Argerich, que en 2013 volvió a tocar en la Argentina tras siete años de ausencia de los escenarios, retomó su espacio en el Teatro Colón tras los conflictos internos del coliseo que la obligaron a suspender funciones en 2005.

El dúo Argerich-Barenboim tendrá además el próximo sábado 9 a las 20 una actuación inusual, cuando serán los solistas de un programa sobre obras de Stravinski (”La historia del soldado”) y Camille Saint-Saens (”El carnaval de los animales”), acompañados nada menos que por Les Luthiers.

Respecto del encuentro con la maestra Argerich, Barenboim la calificó rotundamente de “extraordinaria”, y Argerich señaló: “Me interesa mucho hacer Mozart con Daniel, porque aprendo mucho con él, aunque también meto la pata a veces (risas)”.

“Es que hemos tocado muy poco -dijo-, hicimos juntos (Franz) Liszt, que no lo tocamos aquí, (Franz) Schubert y unos pocos otros autores, aunque no incluimos por ahora compositores argentinos como (Carlos) Guastavino, que sí he interpretado sola.”

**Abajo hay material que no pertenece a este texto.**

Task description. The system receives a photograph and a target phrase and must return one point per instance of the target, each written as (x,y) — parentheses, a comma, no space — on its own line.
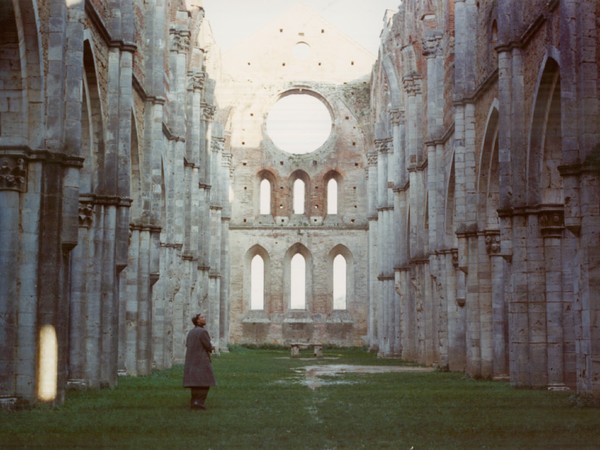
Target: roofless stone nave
(457,194)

El maestro Barenboim, notoriamente afectado por una carraspera, recordó los orígenes de la West-Eastern Divan, sobre la que dijo que corren muchas leyendas, y explicó que conocía el nivel de excelencia de los músicos de Israel y que se sorprendió al conocer la de los intérpretes árabes.

Luego de mencionar el fuerte apoyo que tuvo su proyecto -compartido con el intelectual palestino Edward Said- por parte del gobierno de Andalucía, España, que le dio en 2002 casa y becas para muchos aspirantes, apuntó lo “milagroso” de algún momento de la agrupación.

Argerich nació en Buenos Aires en 1941 y luego de algunos contactos familiares con el piano, a los cinco empezó a tomar lecciones con Vicenzo Scaramuzza y se presentó por primera vez en público a los ocho para tocar obras de Beethoven, Mozart y Bach.

Esa niña prodigio tuvo una carrera intensísima que la llevó a tocar con los mejores en la mayoría de los escenarios musicales del mundo y en la actualidad, a los 73 años, es un mito viviente que enorgullece a la gran mayoría de sus compatriotas.